Hive splitOn April 21, our hive had four full frames of brood, and I figured it might take them about a week to reach the six frames I needed for an even split.  When the week was up, though, the weather turned windy and rainy, so I didn't get back into the hive until eleven days which point there were a whopping eight frames of brood!

I brushed dead bees out of one of the hives that perished over the winter and filled the brood box up with two frames of pollen, five frames of brood (two of which were halfway honey), and three frames of honey.  I didn't bother brushing any bees into this new brood box because there were scads of workers along for the ride already, especially once I took a whole super of honey (full of more bees) off the top of our healthy hive to add to its daughter hive.

The workers who were out foraging when I messed up their home will all go back to the old hive, and any foragers who I carried to the new hive during the split will probably drift back there as well.  That's no big deal, though, because I included extra honey in the young hive to make up for the lack of foragers.  I also made sure that there's plenty of capped brood in the young hive that will hatch into new foragers within a couple of weeks, so they'll be socking away honey before long.
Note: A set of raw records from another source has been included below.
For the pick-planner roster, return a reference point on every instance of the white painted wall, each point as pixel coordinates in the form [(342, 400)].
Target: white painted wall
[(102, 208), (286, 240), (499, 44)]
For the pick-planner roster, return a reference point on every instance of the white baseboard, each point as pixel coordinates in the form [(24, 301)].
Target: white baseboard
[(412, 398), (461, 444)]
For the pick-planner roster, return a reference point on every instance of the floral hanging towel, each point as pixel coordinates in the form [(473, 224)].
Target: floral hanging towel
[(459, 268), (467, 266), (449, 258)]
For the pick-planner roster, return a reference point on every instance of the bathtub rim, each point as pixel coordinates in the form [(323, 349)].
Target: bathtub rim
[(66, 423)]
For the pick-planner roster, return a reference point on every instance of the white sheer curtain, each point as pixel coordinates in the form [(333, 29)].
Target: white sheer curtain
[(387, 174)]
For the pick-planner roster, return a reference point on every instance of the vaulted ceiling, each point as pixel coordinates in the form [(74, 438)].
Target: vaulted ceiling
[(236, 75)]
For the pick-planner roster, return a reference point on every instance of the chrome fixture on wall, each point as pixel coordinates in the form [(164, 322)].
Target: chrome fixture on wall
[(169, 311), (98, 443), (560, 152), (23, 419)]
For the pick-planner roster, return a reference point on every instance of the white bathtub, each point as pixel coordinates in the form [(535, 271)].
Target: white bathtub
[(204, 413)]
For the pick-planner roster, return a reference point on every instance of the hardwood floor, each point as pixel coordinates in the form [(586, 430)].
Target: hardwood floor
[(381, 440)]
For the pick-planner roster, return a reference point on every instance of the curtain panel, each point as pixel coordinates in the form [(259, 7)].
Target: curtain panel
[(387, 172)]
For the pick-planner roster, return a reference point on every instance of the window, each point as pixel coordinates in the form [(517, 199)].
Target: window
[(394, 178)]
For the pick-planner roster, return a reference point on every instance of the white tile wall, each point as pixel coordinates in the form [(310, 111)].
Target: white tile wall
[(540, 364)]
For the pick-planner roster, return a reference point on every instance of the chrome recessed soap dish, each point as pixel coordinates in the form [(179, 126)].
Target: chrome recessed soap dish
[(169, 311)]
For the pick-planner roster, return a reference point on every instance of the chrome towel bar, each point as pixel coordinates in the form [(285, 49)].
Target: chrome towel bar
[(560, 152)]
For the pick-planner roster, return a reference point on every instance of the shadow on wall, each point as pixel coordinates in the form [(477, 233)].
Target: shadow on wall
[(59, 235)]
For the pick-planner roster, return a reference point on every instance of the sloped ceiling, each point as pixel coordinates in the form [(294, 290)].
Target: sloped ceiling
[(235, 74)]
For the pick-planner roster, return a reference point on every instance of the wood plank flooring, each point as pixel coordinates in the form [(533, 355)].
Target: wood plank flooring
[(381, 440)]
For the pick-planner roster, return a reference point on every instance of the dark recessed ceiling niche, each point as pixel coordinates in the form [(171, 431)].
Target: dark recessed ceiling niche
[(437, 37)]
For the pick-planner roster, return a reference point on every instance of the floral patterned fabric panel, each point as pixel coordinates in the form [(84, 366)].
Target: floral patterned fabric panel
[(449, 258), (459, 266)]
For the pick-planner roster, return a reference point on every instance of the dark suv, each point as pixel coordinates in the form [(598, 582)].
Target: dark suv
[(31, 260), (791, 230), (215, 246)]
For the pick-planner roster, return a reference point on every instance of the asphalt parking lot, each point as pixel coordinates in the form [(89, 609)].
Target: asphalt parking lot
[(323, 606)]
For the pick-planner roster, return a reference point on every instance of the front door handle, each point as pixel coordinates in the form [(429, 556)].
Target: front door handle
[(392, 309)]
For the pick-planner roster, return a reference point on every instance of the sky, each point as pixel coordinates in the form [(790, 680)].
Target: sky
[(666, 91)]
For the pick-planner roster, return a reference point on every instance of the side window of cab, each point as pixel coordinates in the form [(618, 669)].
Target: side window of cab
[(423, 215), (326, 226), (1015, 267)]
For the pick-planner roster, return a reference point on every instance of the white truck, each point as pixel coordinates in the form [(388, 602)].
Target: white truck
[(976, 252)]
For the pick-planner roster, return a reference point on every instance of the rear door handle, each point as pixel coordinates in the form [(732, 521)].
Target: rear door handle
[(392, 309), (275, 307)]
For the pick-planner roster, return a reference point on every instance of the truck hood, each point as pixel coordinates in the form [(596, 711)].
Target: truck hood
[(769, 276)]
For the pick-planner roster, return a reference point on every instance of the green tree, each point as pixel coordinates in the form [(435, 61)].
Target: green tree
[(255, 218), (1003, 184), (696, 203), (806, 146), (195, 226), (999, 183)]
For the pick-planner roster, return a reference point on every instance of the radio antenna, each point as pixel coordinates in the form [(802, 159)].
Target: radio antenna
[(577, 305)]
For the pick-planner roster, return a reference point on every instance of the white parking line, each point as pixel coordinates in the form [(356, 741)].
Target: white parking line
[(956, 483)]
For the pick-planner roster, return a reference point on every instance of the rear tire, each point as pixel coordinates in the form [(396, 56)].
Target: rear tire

Young locust leavesWhen doing an even hive split, you don't have to find the queen, so I don't know whether she's still hanging out in the old hive or has moved in with the newcomers in the young hive.  Wherever she's at, that hive will soon be back to normal, gathering nectar and pollen from the big producers that are about to bloom (black locust and tulip-tree).  Meanwhile, the queenless hive will be set back about three weeks as the bees figure out they're queenless (a day or two), earmark a few of the eggs as royalty (one to three days), feed the new princesses royal jelly during their 5 day larval stage, and wait out their eight day pupal stage.  Queenless hives usually hedge their bets by making more than one queen cell, but the queen who emerges from her capping first will systematically kill her competitors.  She soon goes on a mating flight and then starts laying, bringing the hive back into production.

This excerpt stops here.